Davidson was the only House Freedom Caucus member to endorse McGuire’s bid, which the Ohio Republican said Good and other members considered “an attack on them or the group.”

“While that was not my intent, their opposition to me was intended,” Davidson said in a statement. 

“I am not happy, but very content,” he said of his ouster. “Congress will soon be a better place without Bob Good, as will Freedom Caucus.”

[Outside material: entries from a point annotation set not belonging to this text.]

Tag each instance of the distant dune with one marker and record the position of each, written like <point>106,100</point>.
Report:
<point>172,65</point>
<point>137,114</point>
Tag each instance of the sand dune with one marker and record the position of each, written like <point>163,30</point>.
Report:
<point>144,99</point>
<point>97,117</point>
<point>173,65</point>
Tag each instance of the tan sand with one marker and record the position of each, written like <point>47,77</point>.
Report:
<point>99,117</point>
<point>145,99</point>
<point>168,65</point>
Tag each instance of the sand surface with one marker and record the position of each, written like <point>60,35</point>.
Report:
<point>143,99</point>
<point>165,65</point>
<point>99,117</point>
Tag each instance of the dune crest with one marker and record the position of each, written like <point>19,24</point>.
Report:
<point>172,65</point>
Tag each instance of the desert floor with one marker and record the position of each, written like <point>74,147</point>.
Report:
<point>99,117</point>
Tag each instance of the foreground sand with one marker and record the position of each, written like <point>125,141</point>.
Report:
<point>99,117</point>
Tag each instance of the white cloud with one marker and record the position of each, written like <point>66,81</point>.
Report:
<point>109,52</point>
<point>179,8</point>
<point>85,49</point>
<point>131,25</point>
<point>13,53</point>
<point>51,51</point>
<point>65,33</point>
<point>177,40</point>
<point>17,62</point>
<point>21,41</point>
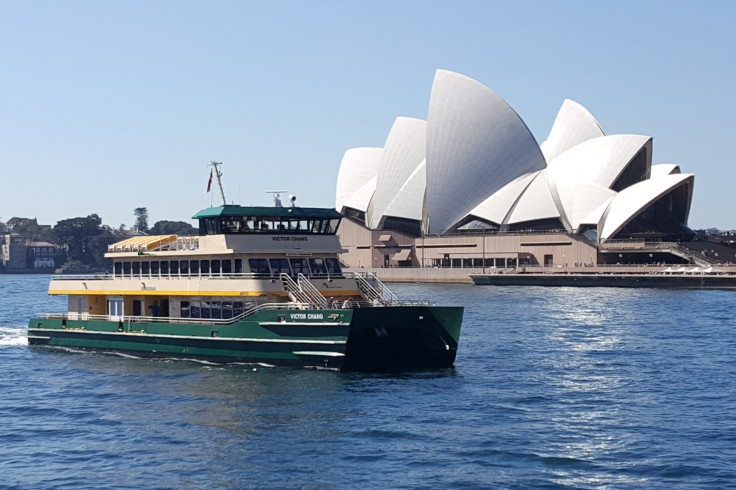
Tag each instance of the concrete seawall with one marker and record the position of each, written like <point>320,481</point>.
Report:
<point>601,276</point>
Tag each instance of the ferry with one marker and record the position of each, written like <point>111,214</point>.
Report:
<point>260,285</point>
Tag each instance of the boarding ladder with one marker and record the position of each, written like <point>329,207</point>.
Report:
<point>297,293</point>
<point>373,289</point>
<point>315,297</point>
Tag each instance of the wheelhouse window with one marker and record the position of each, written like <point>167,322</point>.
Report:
<point>299,266</point>
<point>280,266</point>
<point>333,266</point>
<point>317,266</point>
<point>259,266</point>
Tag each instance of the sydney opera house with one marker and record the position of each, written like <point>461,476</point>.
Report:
<point>471,186</point>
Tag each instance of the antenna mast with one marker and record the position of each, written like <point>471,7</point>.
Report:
<point>216,166</point>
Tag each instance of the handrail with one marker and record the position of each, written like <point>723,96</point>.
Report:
<point>374,289</point>
<point>294,290</point>
<point>311,291</point>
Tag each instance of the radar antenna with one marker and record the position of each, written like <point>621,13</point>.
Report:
<point>218,173</point>
<point>277,197</point>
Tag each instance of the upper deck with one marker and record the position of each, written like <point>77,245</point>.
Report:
<point>237,220</point>
<point>245,229</point>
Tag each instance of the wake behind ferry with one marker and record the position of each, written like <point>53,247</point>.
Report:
<point>258,285</point>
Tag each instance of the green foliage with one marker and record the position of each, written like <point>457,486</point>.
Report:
<point>141,219</point>
<point>173,228</point>
<point>30,228</point>
<point>74,234</point>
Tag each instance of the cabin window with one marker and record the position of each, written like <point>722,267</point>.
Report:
<point>280,266</point>
<point>333,266</point>
<point>137,307</point>
<point>216,310</point>
<point>259,266</point>
<point>299,266</point>
<point>317,266</point>
<point>204,309</point>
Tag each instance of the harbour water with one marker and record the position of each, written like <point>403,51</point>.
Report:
<point>552,388</point>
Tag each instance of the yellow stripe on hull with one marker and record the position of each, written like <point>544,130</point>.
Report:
<point>86,292</point>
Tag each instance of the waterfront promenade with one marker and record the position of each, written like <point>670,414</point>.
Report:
<point>461,275</point>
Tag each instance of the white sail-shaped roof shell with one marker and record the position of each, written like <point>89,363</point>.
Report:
<point>601,160</point>
<point>405,149</point>
<point>362,197</point>
<point>630,202</point>
<point>573,125</point>
<point>536,202</point>
<point>497,207</point>
<point>579,203</point>
<point>409,201</point>
<point>662,169</point>
<point>476,144</point>
<point>358,166</point>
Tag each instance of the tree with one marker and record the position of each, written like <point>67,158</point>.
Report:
<point>141,219</point>
<point>74,235</point>
<point>164,227</point>
<point>30,228</point>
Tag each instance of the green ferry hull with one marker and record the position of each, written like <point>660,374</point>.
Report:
<point>366,339</point>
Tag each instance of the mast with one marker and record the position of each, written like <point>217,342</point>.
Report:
<point>216,166</point>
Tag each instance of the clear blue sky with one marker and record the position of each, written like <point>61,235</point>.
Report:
<point>108,106</point>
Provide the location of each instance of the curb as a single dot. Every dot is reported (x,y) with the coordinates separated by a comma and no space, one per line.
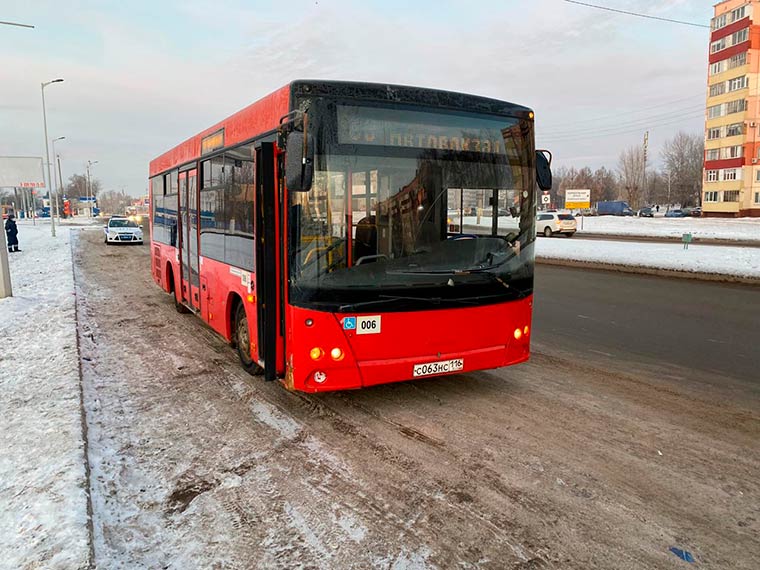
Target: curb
(83,412)
(644,270)
(580,234)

Other Republicans, even those outside of the Freedom Caucus, have considered Good’s likely exit from Congress a welcome development.

“Their loss!” Greene (R-GA), a previous member of the House Freedom Caucus before her own ouster last year, posted on X. “Back stabbing Bob Good and the Never Trump freedom caucus members are the problem. They have destroyed freedom caucus and have made it ineffective. In doing, so they have made our entire Republican majority ineffective.”

Greene has previously criticized Good’s leadership, arguing the chairman “infected” the caucus with “misguided” principles. 

“If the Freedom Caucus is going to continue,” she told the Washington Examiner last month, “I think they’ve got a bit of an identity crisis to figure out, and they need to figure out who they are.”


Greene said she spoke with Nehls after his decision to leave, telling the Texas Republican he “did the right thing by resigning.” 

Good did not comment on Davidson’s removal or Nehls’s departure, and the chairman declined to answer questions on whether there are concerns other members may leave the group in protest.